Ne var ki, tekfircilikten kaçınırken, bir başka yanlışa düşmekten, bir diğer uca savrulmaktan da kaçınmanın önem arzettiği görülmelidir. Evet, Seyyid Kutub tekfircilik yapmamış, iman sahiplerini tekfir etmemiştir, ama iman iddiasındaki herkese de ucuz yollu Müslüman payesi dağıtmamıştır. Burada dengeli olmak zorundayız. Allah’ın dinine bağlı olan insanları basit akıl yürütmeklerle İslam dairesinden çıkmakla itham etmek ne kader yanlışsa, Allah’ın dinine savaş açmış zalimleri, tağutları, hainleri de ucuz bir şekilde Müslüman saymak da o kadar yanlıştır!

İşte yanıbaşımızda, gözlerimizin önünde içimizi yakan, vicdanımızı sızlatan manzaralara şahit olmaktayken, hala birileri çıkıp “Müslümanlar birbirlerini öldürüyor” saçmalığını dillendirebiliyor. Bazı Müslümanların bu kadar basiretsiz, bu kadar adaletsiz ve mantıksız bir yaklaşım geliştirmeleri bize bir şeyler söylemek zorundadır. Pek çok İslami hareket mensubuyla birlikte Seyyid Kutub’un şahsında İslam’a ve Müslümanlara düşmanlıkta, zulümde sınır tanımayan Cemal Abdunnasır’ları, Abdulfettah Sisi’leri, Beşşar Esed’leri sırf adlarından ötürü Müslüman mı sayacağız?
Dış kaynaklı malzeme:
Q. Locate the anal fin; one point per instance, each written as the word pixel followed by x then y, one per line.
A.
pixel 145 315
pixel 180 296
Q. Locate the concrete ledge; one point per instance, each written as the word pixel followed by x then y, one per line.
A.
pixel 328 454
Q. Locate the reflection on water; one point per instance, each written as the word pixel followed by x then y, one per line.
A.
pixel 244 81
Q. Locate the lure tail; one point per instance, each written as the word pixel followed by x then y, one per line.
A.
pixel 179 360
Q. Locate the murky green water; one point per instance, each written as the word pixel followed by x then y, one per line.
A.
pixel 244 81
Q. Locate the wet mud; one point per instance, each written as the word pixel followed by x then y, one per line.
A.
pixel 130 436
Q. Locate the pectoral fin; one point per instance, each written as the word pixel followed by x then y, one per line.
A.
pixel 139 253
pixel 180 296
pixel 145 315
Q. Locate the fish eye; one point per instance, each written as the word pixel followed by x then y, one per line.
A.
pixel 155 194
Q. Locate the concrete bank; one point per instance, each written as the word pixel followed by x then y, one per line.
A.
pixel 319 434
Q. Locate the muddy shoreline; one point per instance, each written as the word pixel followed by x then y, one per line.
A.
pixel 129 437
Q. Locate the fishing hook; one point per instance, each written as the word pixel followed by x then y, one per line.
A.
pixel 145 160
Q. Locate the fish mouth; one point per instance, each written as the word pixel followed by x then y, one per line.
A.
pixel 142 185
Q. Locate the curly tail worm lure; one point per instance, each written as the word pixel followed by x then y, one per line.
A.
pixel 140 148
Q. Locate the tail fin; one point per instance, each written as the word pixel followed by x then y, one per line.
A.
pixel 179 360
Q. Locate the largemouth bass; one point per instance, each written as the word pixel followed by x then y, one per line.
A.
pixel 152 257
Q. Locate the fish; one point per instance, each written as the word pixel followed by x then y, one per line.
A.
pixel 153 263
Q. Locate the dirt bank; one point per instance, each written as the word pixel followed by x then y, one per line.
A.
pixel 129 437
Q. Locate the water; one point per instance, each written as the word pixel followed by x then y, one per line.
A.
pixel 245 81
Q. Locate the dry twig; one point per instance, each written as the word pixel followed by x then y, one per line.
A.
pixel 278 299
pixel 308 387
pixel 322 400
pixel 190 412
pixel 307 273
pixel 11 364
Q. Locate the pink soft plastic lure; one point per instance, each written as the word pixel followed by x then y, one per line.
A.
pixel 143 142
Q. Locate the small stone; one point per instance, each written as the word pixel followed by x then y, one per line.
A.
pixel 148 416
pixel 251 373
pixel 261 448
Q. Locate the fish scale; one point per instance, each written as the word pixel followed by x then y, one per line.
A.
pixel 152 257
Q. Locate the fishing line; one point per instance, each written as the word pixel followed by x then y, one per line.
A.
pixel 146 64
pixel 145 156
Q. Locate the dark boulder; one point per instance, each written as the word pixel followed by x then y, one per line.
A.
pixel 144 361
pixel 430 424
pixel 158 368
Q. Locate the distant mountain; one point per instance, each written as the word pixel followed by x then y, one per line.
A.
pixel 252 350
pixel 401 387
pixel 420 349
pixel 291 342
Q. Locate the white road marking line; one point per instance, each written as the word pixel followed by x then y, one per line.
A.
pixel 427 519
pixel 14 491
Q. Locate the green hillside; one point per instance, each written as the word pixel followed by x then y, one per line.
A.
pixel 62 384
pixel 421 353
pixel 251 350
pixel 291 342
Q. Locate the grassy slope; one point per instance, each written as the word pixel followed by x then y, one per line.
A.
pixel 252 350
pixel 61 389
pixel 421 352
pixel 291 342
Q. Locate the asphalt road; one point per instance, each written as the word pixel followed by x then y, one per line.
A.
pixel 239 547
Onların tağuti diktatörlüğünü muhafaza etmek için savaşan, Müminlere her türlü zulmü reva gören, masumları katleden canavarları sırf isimlerinden ya da iddialarından ötürü kendimizden mi göreceğiz? Mutedil olmaktan, vasat olmaktan herhalde bu tür kafa karışıklıklarına, saçmalıklara prim vermek anlaşılmasa gerek!

İşte aziz şehid hayatıyla ve mücadelesiyle Ümmetin değişik kesimlerine yerleşmiş, yaygınlaşmış bu kafa karışıklığıyla, bu bulanıklıkla mücadele etti. Cahiliyye bataklığında çırpınanları Kur'an ile doğrulmaya, dirilmeye davet etti. Şehadetiyle de sadece iman erlerinin Rablerine sadakatlerinin en güzel örneklerinden birini sergilemekle kalmadı, aynı zamanda İslam beldelerine çöreklenmiş zalimlerin, tağutların gerçek yüzünü de deşifre etti. Allahu Teala aziz şehidimizi cennetinde ağırlasın, ondan öğrendiklerimizi bize hiçbir zaman unutturmasın inşallah!